Кто-то судорожно бился у него под ногами, а дядька Добрушин хладнокровно ловил его штыком и никак не мог поймать.

Наконец всё было кончено. Взводы начали собираться в центре села.

Дятлов еле передвигал ноги. Ремень отяжелевшей винтовки давил на плечо.

Подошёл командир роты, что-то говорил, смеялся и хлопал по плечу и дядьку Добрушина, и его, Дятлова.

– А мой-то, мой!.. – взахлёб хвалился дядька Добрушин.

Только немного погодя, когда они вошли в жарко натопленную хату, Дятлов понял, что тот говорил о нём.

Через час они уже шли колонной по расчищенному просёлку в сторону другой деревни. Там их тоже не ждали. Разведка донесла, что в деревне до роты пехоты и два танка. Артиллеристы нахлёстывали лошадей, в лощинках помогали им сами. Пехота тоже впрягалась и выталкивала тяжёлые сани на пригорки. Без артиллерии им бы села не взять.

– Ну что, сынок, согрелся?

Дятлов кивнул. Его мутило. Он снова и снова думал о том немце, который наскочил на его штык, и тошнота подступала к горлу. Он вспомнил, что у него есть сахар. Сунул в рот небольшой кусок. Стало легче. Тошнота прошла. Он был благодарен дядьке Добрушину и за сахар, и за то, что не бросил его в бою, и за то, что похвалил его, рассказал ротному, как храбро он действовал во время атаки.

На Медынь и Мятлево!

«К утру 14 января город был в наших руках»


Впереди – Смоленщина. Группировка 43-й армии. Медынско-Мятлевская наступательная операция. Обеспокоенность Гальдера. Гитлер о положении у Медыни. Десантники майора Старчака. Захват Мятлева. Взрывы на дорогах. Генерал Кюблер: «Медынь блокирована…» Перегруппировка на правый фланг для захвата станции Кошняки. Схватка за Медынь. Как считали трофеи. «Судетские орлы» генерала Грайса. Окружение крупной немецкой группировки в районе Мятлева. Блокировать окружённых или штурмовать Мятлево? Отход немцев от Мятлева. Был ли развязан «оперативный мешок»?


Вдоль Варшавского шоссе на Медынь продвигались части 17-й и 53-й сд. Правее и левее по флангам шли остальные войска армии генерала Голубева.

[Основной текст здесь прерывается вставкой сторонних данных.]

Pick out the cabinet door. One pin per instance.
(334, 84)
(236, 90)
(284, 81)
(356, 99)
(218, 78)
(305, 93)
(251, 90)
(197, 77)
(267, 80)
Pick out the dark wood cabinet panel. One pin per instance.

В Московской наступательной операции начинался новый период. Подмосковье осталось позади. В тылу лежали чёрные от пороховой копоти поля, разбитые деревни, разрушенные города. Там уже налаживалась мирная жизнь. Партийные и хозяйственные органы власти приступили к своей работе. Народ впрягался в тяжёлую работу по восстановлению разрушенного.

А здесь, перед войсками первого эшелона, простирались белые поля Смоленщины, укутанные снегами леса, замёрзшие болота, пространство бездорожья, утыканное противотанковыми и противопехотными минами, опутанное колючей проволокой, густо изрытое окопами.